Abrams made her remarks while accepting the “Women on the Rise” Award, as was most fitting.
Other astounding black women were honored at the luncheon including:
Dr. Helene D. Gayle – President and CEO of The Chicago Community Trust, one of the nation’s leading community foundations. The Trust works with donors, nonprofits, community leaders and residents to lead and inspire philanthropic efforts that improve the quality of life in the Chicago area. Dr. Gayle serves on public company and non-profit boards including Colgate-Palmolive Company, The Coca-Cola Company, the Rockefeller Foundation, Brookings Institution, the Center for Strategic and International Studies, New America and the ONE Campaign.
Tina Knowles-Lawson – Entrepreneur, designer and managing partner of the House of Deréon and Miss Tina fashion brands. Ms. Knowles-Lawson is also an author, philanthropist, and the mother of Grammy award-winning recording artists Beyoncé and Solange.
Tanya L. Lombard – Head of Multicultural Engagement and Strategic Alliances, AT&T. Lombard’s responsibilities focus on creating, promoting, and managing AT&T’s brand-messaging to minority communities through the development and stewardship of strategic community-based relations and projects.
The Honorable Sheila Y. Oliver – Lieutenant Governor, State of New Jersey – A former member and Speaker of the New Jersey State Assembly, Oliver is one of only three African-American women to hold statewide office.
Dr.

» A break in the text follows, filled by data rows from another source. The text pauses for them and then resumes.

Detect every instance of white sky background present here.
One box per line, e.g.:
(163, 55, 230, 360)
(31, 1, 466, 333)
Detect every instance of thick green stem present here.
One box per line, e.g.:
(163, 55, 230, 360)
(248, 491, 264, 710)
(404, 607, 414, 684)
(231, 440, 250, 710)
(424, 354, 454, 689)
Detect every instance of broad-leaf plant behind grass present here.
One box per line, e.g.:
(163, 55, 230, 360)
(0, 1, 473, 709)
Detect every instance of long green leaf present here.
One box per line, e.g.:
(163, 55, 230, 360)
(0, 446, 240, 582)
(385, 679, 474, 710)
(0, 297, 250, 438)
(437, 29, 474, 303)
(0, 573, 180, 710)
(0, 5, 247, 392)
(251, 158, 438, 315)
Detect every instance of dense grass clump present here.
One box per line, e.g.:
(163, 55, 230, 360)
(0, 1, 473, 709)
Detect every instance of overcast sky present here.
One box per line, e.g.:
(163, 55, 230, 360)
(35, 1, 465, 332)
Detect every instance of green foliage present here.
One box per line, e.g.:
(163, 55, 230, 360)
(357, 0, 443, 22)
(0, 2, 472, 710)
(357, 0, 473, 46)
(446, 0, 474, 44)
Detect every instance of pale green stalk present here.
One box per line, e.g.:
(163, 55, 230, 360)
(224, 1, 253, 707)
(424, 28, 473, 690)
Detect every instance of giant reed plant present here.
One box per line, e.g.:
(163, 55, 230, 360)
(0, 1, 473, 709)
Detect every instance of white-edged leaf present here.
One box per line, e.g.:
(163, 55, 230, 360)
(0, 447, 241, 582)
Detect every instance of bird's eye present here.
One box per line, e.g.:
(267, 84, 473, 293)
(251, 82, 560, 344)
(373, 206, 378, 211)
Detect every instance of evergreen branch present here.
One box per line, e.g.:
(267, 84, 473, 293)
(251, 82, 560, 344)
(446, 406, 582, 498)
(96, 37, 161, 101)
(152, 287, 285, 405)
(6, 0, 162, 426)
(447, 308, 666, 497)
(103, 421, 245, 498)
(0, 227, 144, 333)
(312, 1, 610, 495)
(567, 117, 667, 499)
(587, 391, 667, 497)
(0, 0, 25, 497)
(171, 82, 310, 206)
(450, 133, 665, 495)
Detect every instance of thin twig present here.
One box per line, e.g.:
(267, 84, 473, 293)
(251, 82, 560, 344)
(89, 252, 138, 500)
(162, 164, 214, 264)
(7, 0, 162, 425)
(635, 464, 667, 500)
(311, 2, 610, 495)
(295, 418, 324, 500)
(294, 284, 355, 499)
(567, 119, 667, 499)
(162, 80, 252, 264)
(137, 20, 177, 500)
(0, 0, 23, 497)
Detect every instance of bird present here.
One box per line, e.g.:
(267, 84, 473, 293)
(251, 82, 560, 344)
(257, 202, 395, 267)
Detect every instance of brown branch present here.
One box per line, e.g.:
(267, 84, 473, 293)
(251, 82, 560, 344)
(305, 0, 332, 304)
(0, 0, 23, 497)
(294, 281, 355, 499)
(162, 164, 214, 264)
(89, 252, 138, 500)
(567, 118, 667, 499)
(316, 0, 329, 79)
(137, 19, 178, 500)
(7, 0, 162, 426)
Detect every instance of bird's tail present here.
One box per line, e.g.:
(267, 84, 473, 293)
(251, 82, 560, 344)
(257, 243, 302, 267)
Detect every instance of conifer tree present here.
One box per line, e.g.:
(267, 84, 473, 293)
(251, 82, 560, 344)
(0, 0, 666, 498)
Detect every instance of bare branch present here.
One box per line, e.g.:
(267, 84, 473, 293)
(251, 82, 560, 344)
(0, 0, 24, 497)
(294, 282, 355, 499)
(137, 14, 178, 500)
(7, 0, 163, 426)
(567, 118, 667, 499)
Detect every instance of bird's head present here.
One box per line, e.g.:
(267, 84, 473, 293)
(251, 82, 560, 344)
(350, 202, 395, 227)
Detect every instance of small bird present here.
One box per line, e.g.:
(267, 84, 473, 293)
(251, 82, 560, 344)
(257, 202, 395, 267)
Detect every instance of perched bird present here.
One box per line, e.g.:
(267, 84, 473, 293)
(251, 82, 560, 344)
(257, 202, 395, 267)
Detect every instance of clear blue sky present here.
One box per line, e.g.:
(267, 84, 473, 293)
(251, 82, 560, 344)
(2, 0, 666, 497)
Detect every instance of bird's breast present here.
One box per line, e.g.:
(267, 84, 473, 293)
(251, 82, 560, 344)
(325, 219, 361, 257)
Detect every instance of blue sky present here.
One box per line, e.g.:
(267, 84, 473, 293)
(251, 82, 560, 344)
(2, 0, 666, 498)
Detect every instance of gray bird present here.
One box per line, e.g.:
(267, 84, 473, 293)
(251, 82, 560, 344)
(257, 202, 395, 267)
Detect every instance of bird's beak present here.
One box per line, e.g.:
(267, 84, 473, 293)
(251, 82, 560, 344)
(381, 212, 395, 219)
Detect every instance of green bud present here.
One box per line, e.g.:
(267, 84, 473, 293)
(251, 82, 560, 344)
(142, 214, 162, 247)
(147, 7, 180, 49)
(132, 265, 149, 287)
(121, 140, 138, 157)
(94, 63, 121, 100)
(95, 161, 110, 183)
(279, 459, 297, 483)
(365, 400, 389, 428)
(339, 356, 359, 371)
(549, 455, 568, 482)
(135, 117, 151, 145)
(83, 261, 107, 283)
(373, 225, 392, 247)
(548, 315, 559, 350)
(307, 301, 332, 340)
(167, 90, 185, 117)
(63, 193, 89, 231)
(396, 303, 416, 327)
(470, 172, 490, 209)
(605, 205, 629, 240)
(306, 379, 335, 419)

Sandye Poitier Johnson – A renowned educator and retired principal widely credited with raising the academic standards and stature of the Thurgood Marshall Academy for Learning and Social Change in Harlem and helping it earn the prestigious designation as an International Baccalaureate World School.
The Honorable Karen W. Weaver – Mayor, City of Flint, Michigan – As mayor, Dr. Weaver declared a state of emergency in connection with the discovery of unsafe levels of lead in the water residents used for cooking, drinking, and bathing. She became a prominent figure as the resulting crisis and ongoing recovery captured national attention.
Eugena King – An Indianapolis, IN resident and matriculating freshman at Gustavus Adolphus College, a liberal arts college in St. Peter, MN, King was honored as the recipient of BWA’s Bright Futures Award and scholarship.
“We can live the black women’s agenda by electing people across this country who reflect our values,” Abrams encouraged, reminding people that mid-term elections are right around the corner and that some of the most impactful change comes from the local, state elections.
Every election is important, a notion that has been decidedly a theme throughout the Congressional Black Caucus Conference.
So really and truly, make sure you are registered to vote (I hope everyone is registered to vote at this point,) and make sure you know where your polling location is. Brush up on the campaign points of your candidates, remember your own agenda, America’s agenda and then vote. The health and the future of our country depend on it.